During the journey, she guessed the reason for Mrs. Carluke’s generosity. There was something very charming about the scholar. Despite peering short-sightedly at approaching vehicles—“Forgot my glasses,” he told Helen—he entertained her with amusing anecdotes and self-deprecating wit all the way to Ingolby, which turned out to be a decent-sized village with a few shops and a church built around a square and a few streets leading off it.

Although it was dark by then, Mr. Carluke drove straight through at alarming speed—perhaps the villagers had learned to look out for him—and turned through a pair of open gates at the edge of the village. The driveway turned sharply, and a house suddenly appeared in Helen’s view.

Well-lit outside, with various other lights showing in the windows, it was a good-sized building of two stories with a neat garden. It did not look like the home of a poor scholar who had to drive himself in a tatty gig.

However, Bounder suddenly woke up and leaped off Helen’s feet, barking, before the horse had come to a standstill. And then all hell broke loose.

A boy loped round from the side of the house and ran to hold the horse while Mr. Carluke alighted. The front door of the house flew open, and two children charged down the steps to be bowled right over by the huge dog. While they crowed with delight and the brute stood over them, licking their faces, a middle-aged servant who might have been a nurse, rushed down after them, clicking her tongue and scolding and shouting at the dog to get off them. “Vile, smelly beast!” she yelled.

As if he understood the insult, the dog looked up, then bounded toward her.
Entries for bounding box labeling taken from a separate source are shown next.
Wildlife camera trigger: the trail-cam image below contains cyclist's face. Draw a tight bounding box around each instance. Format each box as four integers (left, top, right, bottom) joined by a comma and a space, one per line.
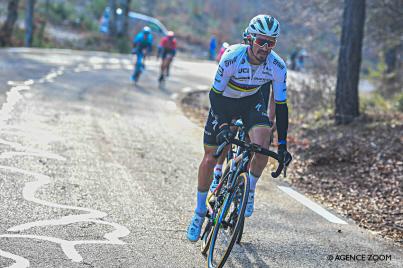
252, 34, 276, 61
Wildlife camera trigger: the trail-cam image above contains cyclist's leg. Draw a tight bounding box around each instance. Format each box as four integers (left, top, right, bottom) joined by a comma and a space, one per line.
245, 95, 271, 217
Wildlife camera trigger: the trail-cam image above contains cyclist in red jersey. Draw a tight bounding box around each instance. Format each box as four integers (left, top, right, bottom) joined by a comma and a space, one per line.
158, 31, 176, 82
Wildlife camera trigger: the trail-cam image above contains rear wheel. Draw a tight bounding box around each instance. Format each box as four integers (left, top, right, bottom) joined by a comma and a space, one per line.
208, 173, 249, 267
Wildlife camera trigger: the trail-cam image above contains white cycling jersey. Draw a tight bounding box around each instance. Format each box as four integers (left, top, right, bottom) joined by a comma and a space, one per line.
212, 44, 287, 103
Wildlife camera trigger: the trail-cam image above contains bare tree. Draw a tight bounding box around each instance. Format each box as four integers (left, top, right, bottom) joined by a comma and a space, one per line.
335, 0, 365, 124
0, 0, 19, 46
25, 0, 35, 47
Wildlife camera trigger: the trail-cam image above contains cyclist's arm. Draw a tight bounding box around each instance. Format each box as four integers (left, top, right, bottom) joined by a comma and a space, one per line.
273, 63, 288, 144
209, 59, 232, 126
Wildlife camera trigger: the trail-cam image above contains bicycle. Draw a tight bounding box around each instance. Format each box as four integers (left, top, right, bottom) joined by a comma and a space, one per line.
201, 120, 289, 267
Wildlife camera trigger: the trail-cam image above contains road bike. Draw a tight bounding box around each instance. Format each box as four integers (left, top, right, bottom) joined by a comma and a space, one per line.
201, 120, 291, 267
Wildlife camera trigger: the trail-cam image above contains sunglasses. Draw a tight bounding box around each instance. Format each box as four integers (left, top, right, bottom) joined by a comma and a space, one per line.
254, 38, 277, 48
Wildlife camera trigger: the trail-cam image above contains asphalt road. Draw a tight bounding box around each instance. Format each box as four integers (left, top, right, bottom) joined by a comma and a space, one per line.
0, 49, 403, 268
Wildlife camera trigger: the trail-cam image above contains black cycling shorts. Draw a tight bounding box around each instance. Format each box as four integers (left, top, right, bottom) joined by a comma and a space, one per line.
161, 48, 175, 59
203, 91, 269, 146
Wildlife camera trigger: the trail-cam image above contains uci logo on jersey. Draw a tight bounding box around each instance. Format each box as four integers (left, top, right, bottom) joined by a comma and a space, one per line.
224, 56, 238, 67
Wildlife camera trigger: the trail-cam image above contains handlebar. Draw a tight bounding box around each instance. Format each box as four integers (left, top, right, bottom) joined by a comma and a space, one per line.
213, 139, 286, 178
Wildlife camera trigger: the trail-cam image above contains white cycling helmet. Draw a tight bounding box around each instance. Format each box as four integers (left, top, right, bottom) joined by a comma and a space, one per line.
247, 15, 280, 37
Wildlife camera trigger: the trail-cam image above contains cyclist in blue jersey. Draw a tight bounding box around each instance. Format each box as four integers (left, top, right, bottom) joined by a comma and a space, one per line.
131, 26, 153, 82
187, 15, 291, 242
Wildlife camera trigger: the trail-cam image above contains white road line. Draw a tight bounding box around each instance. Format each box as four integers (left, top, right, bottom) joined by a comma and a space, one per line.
0, 249, 29, 268
277, 186, 347, 224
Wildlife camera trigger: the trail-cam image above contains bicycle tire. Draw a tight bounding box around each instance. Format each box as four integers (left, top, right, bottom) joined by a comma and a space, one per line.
207, 172, 249, 268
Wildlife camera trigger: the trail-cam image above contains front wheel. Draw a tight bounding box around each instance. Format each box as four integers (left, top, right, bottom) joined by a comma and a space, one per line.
208, 172, 249, 267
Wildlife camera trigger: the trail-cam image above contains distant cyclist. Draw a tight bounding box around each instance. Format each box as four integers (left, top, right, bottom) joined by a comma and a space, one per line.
210, 27, 276, 192
131, 26, 153, 82
215, 42, 229, 62
158, 31, 176, 82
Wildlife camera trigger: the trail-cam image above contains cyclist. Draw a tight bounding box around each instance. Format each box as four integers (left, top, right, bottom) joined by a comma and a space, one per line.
158, 31, 176, 82
187, 15, 290, 242
210, 27, 275, 192
131, 26, 153, 81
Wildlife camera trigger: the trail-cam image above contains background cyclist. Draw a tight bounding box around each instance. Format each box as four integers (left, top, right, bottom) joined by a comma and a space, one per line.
131, 26, 153, 81
210, 27, 276, 195
187, 15, 289, 241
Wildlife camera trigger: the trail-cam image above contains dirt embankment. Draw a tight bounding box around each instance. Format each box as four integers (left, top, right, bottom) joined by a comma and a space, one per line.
181, 89, 403, 245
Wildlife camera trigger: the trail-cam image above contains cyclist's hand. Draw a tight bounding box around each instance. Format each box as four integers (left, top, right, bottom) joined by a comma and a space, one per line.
278, 144, 292, 166
216, 125, 234, 144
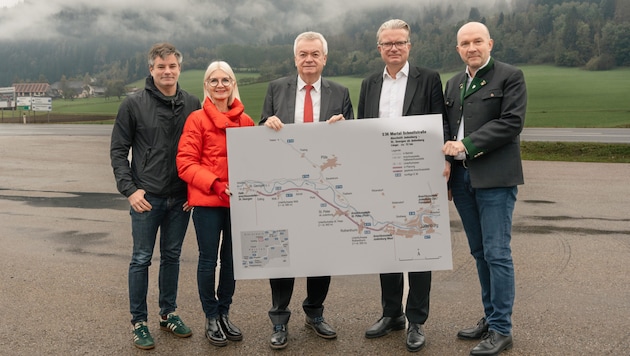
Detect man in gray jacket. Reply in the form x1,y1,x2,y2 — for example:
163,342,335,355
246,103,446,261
110,43,201,349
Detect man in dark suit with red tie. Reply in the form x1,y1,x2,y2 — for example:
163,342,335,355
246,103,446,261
358,19,450,352
260,32,354,349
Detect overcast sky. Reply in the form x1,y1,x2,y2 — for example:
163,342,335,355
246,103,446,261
0,0,504,40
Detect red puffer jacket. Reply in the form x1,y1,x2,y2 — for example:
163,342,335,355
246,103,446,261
177,99,254,207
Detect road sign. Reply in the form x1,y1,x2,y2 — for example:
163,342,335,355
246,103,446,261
33,104,52,111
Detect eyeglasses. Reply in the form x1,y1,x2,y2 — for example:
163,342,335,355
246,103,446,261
377,41,409,49
206,78,232,87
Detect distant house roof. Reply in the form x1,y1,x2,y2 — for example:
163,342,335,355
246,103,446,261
13,83,50,95
51,80,85,90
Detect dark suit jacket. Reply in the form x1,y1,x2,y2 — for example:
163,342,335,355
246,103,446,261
444,61,527,188
259,75,354,125
357,66,450,142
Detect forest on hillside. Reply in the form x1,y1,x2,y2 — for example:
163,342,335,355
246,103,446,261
0,0,630,86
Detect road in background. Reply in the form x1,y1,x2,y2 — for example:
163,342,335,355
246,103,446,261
0,124,630,143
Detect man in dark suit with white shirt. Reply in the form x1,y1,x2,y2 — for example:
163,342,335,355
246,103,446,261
260,32,354,349
358,19,450,352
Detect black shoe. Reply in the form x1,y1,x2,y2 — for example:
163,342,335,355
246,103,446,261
305,316,337,339
206,318,227,346
457,318,488,340
407,323,426,352
219,314,243,341
470,330,512,356
269,324,289,350
365,314,407,339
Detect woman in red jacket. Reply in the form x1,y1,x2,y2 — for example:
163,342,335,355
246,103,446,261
177,61,254,346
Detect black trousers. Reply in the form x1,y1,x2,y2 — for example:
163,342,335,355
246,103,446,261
380,271,431,324
269,276,330,325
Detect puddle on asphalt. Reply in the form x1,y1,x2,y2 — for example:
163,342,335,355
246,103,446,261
0,188,129,210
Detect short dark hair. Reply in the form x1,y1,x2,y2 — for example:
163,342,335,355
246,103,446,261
148,42,184,67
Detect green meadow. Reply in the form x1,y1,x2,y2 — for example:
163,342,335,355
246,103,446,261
45,66,630,127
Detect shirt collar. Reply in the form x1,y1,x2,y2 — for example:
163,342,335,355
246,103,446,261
298,75,322,93
383,61,409,79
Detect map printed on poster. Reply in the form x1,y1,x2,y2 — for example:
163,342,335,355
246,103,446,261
227,115,452,279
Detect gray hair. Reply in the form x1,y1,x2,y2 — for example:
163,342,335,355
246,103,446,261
376,19,411,43
293,31,328,56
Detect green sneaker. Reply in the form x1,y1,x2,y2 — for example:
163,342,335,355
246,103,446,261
160,313,192,337
133,321,155,350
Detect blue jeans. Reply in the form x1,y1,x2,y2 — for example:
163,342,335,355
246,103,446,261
129,194,190,324
451,166,518,335
193,206,236,318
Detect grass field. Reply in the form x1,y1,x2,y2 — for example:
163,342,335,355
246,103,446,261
40,66,630,127
19,66,630,163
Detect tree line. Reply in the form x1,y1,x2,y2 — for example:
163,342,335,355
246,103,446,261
0,0,630,90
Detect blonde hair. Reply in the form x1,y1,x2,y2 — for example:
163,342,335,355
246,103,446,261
203,61,241,105
376,19,411,43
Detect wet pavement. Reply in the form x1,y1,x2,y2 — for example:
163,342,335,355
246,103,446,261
0,135,630,356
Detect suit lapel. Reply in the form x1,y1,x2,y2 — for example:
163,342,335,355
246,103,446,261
403,66,420,116
283,76,297,123
319,78,332,121
461,58,494,101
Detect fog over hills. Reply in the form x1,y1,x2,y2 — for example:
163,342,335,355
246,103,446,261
0,0,504,43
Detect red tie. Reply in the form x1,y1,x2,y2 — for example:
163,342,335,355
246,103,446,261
304,84,313,122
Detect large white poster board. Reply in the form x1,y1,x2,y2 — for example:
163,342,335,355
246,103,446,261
227,115,452,279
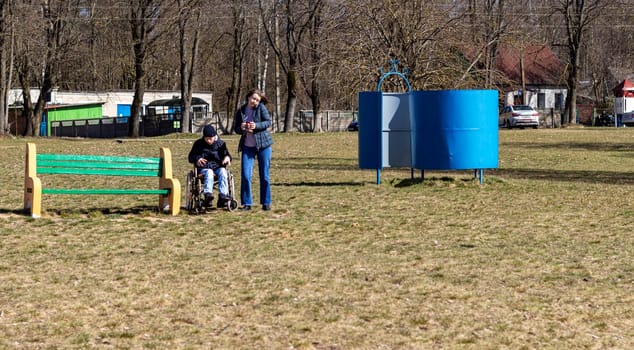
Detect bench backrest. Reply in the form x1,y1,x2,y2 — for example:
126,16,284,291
36,154,162,177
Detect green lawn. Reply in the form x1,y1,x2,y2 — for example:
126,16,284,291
0,128,634,349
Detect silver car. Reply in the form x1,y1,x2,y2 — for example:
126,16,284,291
498,105,539,129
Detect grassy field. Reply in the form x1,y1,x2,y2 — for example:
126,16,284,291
0,128,634,349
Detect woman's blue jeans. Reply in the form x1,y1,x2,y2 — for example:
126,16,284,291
240,147,273,206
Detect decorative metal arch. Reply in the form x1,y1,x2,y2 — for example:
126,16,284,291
376,59,412,92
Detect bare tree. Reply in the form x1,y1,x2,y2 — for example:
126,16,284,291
177,0,201,132
227,0,249,133
16,0,79,136
555,0,610,124
258,0,321,132
0,0,13,136
128,0,165,137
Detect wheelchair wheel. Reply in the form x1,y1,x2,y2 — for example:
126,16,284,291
186,170,204,214
185,171,196,212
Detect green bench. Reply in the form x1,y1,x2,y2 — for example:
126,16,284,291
24,143,181,218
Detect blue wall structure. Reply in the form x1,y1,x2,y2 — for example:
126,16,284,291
411,90,498,170
359,90,498,183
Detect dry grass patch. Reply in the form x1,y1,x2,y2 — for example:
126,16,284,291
0,128,634,349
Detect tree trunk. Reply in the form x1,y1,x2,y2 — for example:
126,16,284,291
128,42,145,138
284,63,297,132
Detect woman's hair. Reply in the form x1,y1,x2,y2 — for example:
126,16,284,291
247,89,269,105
The nurse screamed and fled back up the steps, the dog barking at her heels. They streaked past a young woman with a baby in her arms, who said nothing in protest, merely stood aside to get out of their way.

“Welcome to the madhouse,” Mr. Carluke said cheerfully, holding up his hand to help Helen climb out of the gig.

“The dog won’t hurt her, will he?” she asked anxiously, obeying the unspoken command.

“Lord, no, he loves her to bits. But she’s convinced he carries all the diseases known to man and hates him to be anywhere near the children.”